Keep things simple! It's a big deal! Don't write anything that can already be done for you. (This is why intermediary files can be so great, the OS handles all the difficult parts.) Also, you mention that a relational database is too much overhead, but consider that a relational database also comes with a very expressive and well-known query language, the network communication protocol that goes with it, and you don't have to develop anything to use it! Whatever solution you come up with has to be better than using the off-the-shelf solution that's going to work, for certain, very well, or it's not the best solution.
Refer to your physical layer documentation frequently so you understand the resource use of your considerations. A slow network link or putting too much on one server can both rule out otherwise good solutions.
Save those docs. Whatever you decide, the documentation you generated in the process is valuable. Wiki-them or file them away so you can whip them out again when the topic come s up.
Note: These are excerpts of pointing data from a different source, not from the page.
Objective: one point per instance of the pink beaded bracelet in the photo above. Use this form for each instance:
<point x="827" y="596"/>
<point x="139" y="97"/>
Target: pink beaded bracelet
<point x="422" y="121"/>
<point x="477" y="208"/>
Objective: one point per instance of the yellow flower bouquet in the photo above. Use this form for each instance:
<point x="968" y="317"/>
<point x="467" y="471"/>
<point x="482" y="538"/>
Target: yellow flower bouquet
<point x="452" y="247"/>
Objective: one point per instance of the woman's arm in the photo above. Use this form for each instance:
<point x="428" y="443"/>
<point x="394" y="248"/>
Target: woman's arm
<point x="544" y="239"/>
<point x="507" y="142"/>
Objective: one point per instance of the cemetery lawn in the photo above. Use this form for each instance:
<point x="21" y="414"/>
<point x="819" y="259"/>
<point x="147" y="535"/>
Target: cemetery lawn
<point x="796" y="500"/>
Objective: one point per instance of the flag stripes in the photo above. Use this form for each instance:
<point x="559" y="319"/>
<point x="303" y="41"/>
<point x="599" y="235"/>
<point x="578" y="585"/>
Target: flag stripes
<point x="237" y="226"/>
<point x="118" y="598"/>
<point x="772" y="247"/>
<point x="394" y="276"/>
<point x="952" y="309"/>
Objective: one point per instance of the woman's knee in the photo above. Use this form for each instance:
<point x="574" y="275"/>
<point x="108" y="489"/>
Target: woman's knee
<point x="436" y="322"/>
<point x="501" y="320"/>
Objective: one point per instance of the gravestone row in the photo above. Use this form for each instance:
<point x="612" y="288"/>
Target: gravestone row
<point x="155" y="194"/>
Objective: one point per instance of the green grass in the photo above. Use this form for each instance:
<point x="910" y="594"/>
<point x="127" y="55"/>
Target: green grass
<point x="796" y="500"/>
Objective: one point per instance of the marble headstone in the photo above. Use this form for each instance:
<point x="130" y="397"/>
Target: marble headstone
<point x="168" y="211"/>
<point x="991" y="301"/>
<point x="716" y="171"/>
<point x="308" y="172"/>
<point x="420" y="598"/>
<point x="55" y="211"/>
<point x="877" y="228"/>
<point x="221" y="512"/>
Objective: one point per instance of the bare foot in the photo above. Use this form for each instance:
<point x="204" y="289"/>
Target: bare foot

And the answer to the direct question, "How to get Python and Java to play nice together?" is simply "use a language agnostic communication method." The truth of the matter is that Python and Java are both not important to your describe problem-set. What's important is the data that's flowing through it. Anything that can easily and effectively share data is going to be just fine.
Do not make this more complex than it needs to be.
Your Java process can -- simply -- spawn a separate subprocess to run your PyTables queries. Let the Operating System do what OS's do best.
Your Java application can simply fork a process which has the necessary parameters as command-line options. Then your Java can move on to the next thing while Python runs in the background.
This has HUGE advantages in terms of concurrent performance. Your Python "backend" runs concurrently with your Java simulation "front end".
You could try Jython, a Python interpreter for the JVM which can import Java classes.
Jython project homepage
Unfortunately, that's all I know on the subject.
Not sure if this is good etiquette. I couldn't fit all my comments into a normal comment, and the post has no activity for 8 months.
Just wanted to see how this was going for you? We have a very very very similar situation where I work - only the simulation is written in C and the storage format is binary files. Every time a boss wants a different summary we have to make/modify handwritten code to do summaries. Our binary files are about 10 GB in size and there is one of these for every year of the simulation, so as you can imagine, things get hairy when we want to run it with different seeds and such.
I've just discovered pyTables and had a similar idea to yours. I was hoping to change our storage format to hdf5 and then run our summary reports/queries using pytables. Part of this involves joining tables from each year. Have you had much luck doing these types of "joins" using pytables?